Even those of us who would fight to the finish to avoid being wimps, cowards or cuckolds can't stand alone in the 21
st
Century. Being strong, effective and dedicated to "freedom and justice for all" will just get your fundament abused if you don't have an Aunt Aggie as your avenging angel.
Well! To be sure, Aunt Aggie was our latter day General Patton, Athena and Aphrodite rolled into one.
To set the dictates of this story, I must tell you that my wife had assumed the identity of personal demon from hell as well as my professional nemesis.
Vernon, a nuclear terror of a lawyer in the quest for Zeus' power, had won fame in the emerging sport sex competitions. I, too, had laughed dismissively when I first learned of the brutal underground tournaments.
"Preposterous! Gangbang Olympics in abandoned warehouses?" I had snorted. "And they want me to believe the grand champ banks $200,000?"
There! We have introduced my loving wife, Vernon, fulfilling a literary requirement. I kid you not, my wife had earned the highest accolade as a sexual dynamo who wears the Champion's Belt in The Gangbang Olympics.
Testing my observer's credulity from the outset, I must announce that my wife just won the $250,000 grand prize in the annual Underground Slut's Rodeo somewhere in the desert of Nevada. I was not an admirer and certainly no subscriber.
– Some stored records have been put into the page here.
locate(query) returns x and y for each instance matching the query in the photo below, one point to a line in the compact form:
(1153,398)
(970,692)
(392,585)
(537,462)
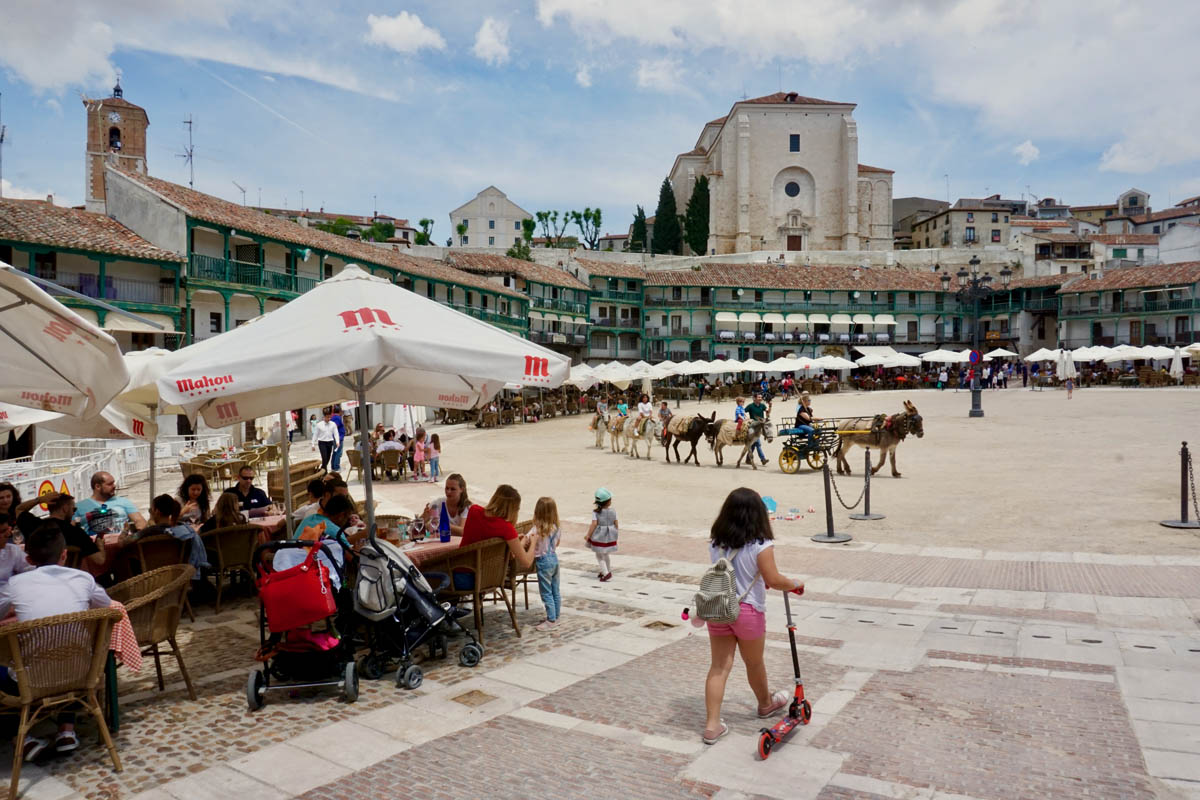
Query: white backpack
(718,600)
When questioned, Vernon took the fifth. Shrugging diffidently she casually denied she was covertly recognized as a world renowned slut.
"Don't go viral," her best friend answered when asked. "It's just an avocation that pushes the envelope a little."
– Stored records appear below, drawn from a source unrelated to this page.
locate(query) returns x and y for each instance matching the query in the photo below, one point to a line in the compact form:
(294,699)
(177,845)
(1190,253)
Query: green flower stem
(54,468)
I was not sure what that meant, but I have learned from reliable witnesses that Vernon had no equal as a sport sex competitor. She was the "indisputable champ," or more precisely the most deluded tramp.
Vernon had placed five 20-pound gold trophies on our mantle worth $1800 an ounce. Her Gangbang Super Bowl ring and belt buckle were worth $50,000. Anyone could check the daily cost of gold by the ounce.
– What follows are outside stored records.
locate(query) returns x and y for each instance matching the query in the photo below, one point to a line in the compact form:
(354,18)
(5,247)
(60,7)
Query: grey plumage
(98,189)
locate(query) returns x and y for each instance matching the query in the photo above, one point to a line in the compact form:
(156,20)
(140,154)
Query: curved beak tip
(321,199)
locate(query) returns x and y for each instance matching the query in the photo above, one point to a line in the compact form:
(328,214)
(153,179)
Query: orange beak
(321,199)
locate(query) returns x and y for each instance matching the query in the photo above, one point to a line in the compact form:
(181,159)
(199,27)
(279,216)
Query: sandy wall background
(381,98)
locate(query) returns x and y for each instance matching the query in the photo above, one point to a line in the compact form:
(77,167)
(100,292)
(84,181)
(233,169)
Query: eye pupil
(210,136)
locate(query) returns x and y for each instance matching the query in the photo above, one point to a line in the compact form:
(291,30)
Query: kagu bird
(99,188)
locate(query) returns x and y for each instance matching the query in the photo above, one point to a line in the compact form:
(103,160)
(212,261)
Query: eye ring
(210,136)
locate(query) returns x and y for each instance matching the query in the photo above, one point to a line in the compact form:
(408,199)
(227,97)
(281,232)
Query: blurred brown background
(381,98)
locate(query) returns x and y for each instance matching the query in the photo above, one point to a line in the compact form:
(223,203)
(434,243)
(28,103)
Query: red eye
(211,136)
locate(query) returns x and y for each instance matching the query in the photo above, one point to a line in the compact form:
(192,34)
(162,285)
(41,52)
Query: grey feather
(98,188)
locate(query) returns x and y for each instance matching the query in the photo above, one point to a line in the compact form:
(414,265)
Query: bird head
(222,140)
What about her threat to me professionally? As a lawyer with no equal in brilliant and corrupt practices, she was leading the onslaught to steal the billion-dollar private foundation of which I am the chief executive officer.
****OF TIJUANA AND THE BAJA...perhaps my "Fail Safe" option****
Then there's Aunt Maggie. If interested in knowing Aunt Maggie, one needed the fine perception to know when the prosaic ends and the poetic begins. It always helped if you knew that poetic did not mean pretty and surreal.
My magnificent spirit of Eve incarnate, my Aunt Maggie, could apprehend and intuit: ... ... ...PRIMAL SCREAMS OF NIHILISTS FROM THE GOLDEN GATE'S GIRDER 13 TO THE BAJA ... ... ...
... ... ...Or blind poets playing Mozart's Requiem in Golden Gate Park at Evensong... ... ...
... ... ...Or perhaps the wooden facades and beaded black eyes of Medusas directing the deconstruction of the American constitutional republic from the Marin shores of San Francisco Bay... ... ...
In the face of almost certain political, social and economic upheaval along The Pacific Rim, my Aunt Maggie once more was exercising her Midas touch. In so doing, the magnificent exemplar of feminine beauty had included me and my assistant in her "Fail Safe" strategies.
We were touring Aunt Aggie's new palatial headquarters overlooking the blue Pacific in The Baja when I received word. My associates alerted me that my wife had launched a surprise attack to seize The Foundation.
During my three-day tour of Tijuana and The Baja, however, my perspectives of my world had changed. Opportunity beckoned, though the specter of a human catastrophe also plagued my unconscious.
For all the potential for getting rich quick, Tijuana posed shadowy risks once associated with Casablanca or Algiers.